The 1000 Genome Project

To demonstrate that the proposed method is capable of detecting STR polymorphisms from NGS data, we have downloaded NGS genomic data from the 1000 Genomes Project as benchmark datasets. The 1000 Genomes Project is an ongoing international research project, the goal of which is to provide population-scale and high-coverage sequencing data world-wide. In 2010, the project completed its first phase, which included 3 pilot projects: the Low Coverage Project for providing low-coverage, whole-genome sequencing data from 179 people; the Exon Project for providing high-coverage sequencing data from 697 people, with sequencing regions limited to exonic regions of 906 randomly selected genes; the Trio Project for supporting whole-genome, high-coverage sequencing data from two families in different populations [33]. In the Trio Project, each family comprised 3 persons: father, mother, and daughter. The high-coverage sequencing data on the whole-genome scale suggested the Trio Project as an ideal sample resource for identifying various STR polymorphisms. The 1000 Genomes Trio Project files were downloaded from the NCBI FTP site in binary alignment map (BAM) format which is a de facto standard format for representing reference mapping results [34]. Because the files were retrieved from NCBI and mapped to the standard human genome sequences, the first step in our proposed method could be omitted. Instead, we applied SAM tools to transform the binary-archived BAM format into the plain-text SAM format, and applied the mpileup tool, which was bundled with the SAM tools to generate the consensus sequences for each individual in the Trio Project.

Ensembl Dataset

The human genome sequences of GRCh37 from the Ensembl FTP site were also downloaded as references, and Ensembl gene annotations from BioMart interfaces were retrieved to verify genetic locations of STR motifs [35]. In the developed system, the Ensembl human genome database from version 73 was applied for analysis. A total of 56235 genes were annotated, analyzed, and compared in this study.

CODIS markers

To verify the proposed method using previously published polymorphic STR motifs, we applied the well-known STR markers from the combined DNA index system (CODIS). The CODIS is a criminal forensic DNA database constructed by the U.S. Federal Bureau of Investigation (FBI). There were 13 highly polymorphic STR markers listed in the CODIS [5]. Each defined polymorphic STR marker within the collected 7 individual human genomes was retrieved and compared at different levels of specificity.

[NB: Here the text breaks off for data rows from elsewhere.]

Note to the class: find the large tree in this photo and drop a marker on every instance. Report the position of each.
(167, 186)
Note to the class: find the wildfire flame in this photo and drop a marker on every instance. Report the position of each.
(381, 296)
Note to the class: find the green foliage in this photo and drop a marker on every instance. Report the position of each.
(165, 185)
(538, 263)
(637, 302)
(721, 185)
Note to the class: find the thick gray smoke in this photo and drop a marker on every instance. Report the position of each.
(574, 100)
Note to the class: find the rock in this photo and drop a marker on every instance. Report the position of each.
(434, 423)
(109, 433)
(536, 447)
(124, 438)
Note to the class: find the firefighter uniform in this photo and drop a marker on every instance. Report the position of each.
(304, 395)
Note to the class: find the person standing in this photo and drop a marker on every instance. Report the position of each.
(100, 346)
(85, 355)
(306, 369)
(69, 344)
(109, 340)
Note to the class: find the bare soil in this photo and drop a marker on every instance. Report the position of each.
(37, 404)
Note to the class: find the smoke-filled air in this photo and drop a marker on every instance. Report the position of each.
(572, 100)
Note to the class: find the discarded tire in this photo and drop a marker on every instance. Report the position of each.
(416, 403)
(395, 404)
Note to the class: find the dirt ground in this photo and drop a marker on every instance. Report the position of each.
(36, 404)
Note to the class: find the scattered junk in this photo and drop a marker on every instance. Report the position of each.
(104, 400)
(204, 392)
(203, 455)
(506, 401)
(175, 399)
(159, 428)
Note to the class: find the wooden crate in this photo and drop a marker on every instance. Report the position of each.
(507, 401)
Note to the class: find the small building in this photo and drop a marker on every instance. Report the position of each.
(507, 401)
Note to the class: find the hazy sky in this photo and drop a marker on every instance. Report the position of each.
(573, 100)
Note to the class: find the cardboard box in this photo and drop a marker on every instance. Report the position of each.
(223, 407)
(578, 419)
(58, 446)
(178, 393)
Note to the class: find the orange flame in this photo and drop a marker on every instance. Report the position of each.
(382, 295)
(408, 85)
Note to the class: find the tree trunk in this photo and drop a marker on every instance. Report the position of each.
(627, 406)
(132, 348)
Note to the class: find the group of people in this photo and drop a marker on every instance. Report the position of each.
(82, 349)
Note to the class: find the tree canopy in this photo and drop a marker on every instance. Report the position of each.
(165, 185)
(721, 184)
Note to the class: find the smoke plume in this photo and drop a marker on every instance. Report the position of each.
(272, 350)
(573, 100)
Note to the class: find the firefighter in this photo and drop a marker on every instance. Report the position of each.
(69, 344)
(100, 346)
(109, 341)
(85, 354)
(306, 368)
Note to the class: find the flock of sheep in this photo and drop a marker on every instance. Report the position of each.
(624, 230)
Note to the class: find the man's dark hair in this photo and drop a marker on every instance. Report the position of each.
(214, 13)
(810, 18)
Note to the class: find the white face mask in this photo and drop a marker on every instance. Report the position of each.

Disease-related STR markers

All STR markers collected in the CODIS system were linked with neither gene regulation networks nor genetic diseases. However, several STR variations have been verified as crucial factors in causing lethal diseases, and many of the identified STRs play important roles as regulatory elements that affect gene expression. Though there are no individual medical records available for the acquired Trio samples, these verified STRs were detectable and it could be used to determine whether polymorphisms of known disease-related STR motifs occur among different individuals in the Trio Project.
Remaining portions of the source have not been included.